Rural United States is a land of terrible demographic as well as economic inequalities—particularly between hispanics and whites. The housing market fiasco has had a widespread impact on dispossession and exploitation of people of color. When the crisis hit, banks foreclosures hit hispanic homes 68% more than other homes. Most of these homes were inthe outer ring, or “ring of death,” of suburban US, or areas comprised of rural farmland, such as the California Central Coast’s Monterey County.
The dichotomy between white and hispanic, rich and poor, plays out along lines most easily illustrated through the interplay of Monterey and the county seat, Salinas. Twenty miles apart, these two cities might as well be on different planets. If Monterey is a leading hub of international tourism, Salinas is a leading hub of dispossession. Monterey is over 75% white, Salinas is 75% hispanic or latino of any race. Monterey has become a fortress of the rich. Salinas is turning into a war-zone. The challenges for activists are made more difficult by the mounting repression.

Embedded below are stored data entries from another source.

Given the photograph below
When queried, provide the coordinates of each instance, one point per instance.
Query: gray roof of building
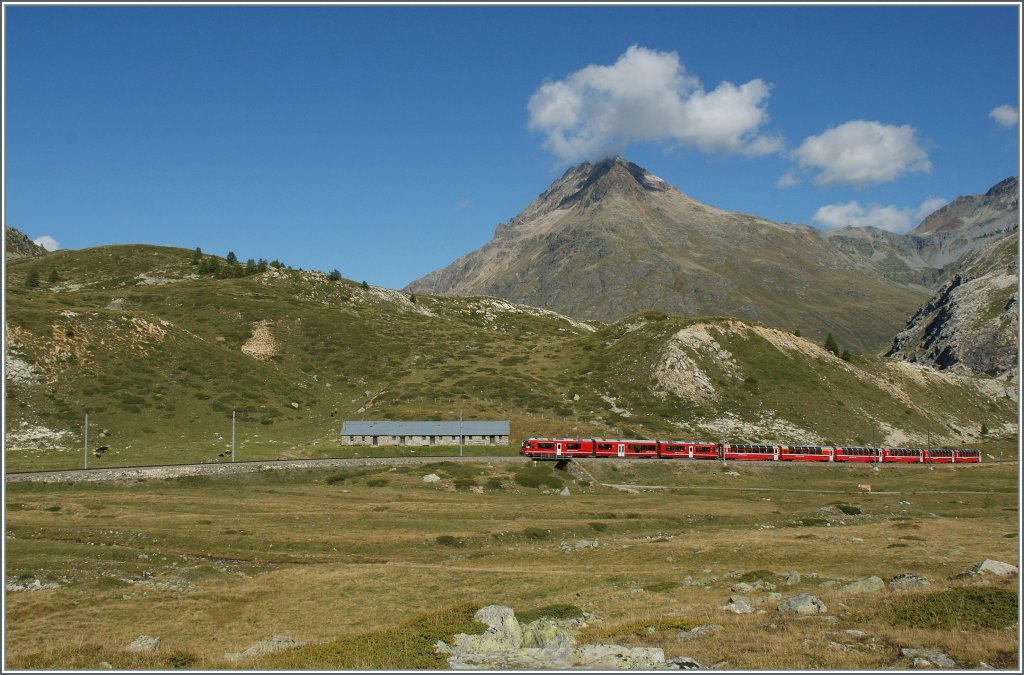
(425, 428)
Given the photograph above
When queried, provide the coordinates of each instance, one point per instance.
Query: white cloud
(647, 95)
(893, 218)
(787, 179)
(1005, 115)
(859, 153)
(47, 243)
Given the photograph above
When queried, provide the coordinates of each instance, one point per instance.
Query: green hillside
(159, 355)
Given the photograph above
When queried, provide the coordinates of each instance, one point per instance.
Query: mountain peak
(996, 210)
(619, 172)
(589, 183)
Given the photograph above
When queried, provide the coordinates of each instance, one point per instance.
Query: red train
(563, 449)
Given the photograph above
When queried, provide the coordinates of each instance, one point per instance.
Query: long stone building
(429, 432)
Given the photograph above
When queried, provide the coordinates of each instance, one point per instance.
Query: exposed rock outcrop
(541, 644)
(971, 324)
(610, 239)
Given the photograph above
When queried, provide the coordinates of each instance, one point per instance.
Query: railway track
(227, 468)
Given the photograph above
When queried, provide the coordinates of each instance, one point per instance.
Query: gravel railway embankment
(179, 470)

What will be useful are the experiences of radicals who have been working together in the struggles against police brutality and exploitation for years. While the rural presence in Occupy seems to be mostly white, and the hispanic presence seems to be mostly urban, the mingling of these two crucial voices will remind us that we must cooperate to survive. The inclusion of rural hispanic voices, along with the critique of the prison industry complex as well as patriarchy are all emerging within the Occupy movement. As important occupations have come together in Salinas and Monterey, an occupation has also occurred in the small town of Gonzales south of Salinas on Highway 101, where hispanics or latinos of any race outnumber whites 2-to-1.
It will be interesting to see how Occupy Rural forms bridges to ameliorate the segregated and inequitable problems faced by communities of color in rural US. While all of these struggles come together, a rigorous ethic of antioppression is making it possible to continue the movement by an ever-expanding, fractal-like opening of new spaces and times. While this intricate web developing is only a tenuous start, it is growing more solid by the day. Understanding the problem is the first step.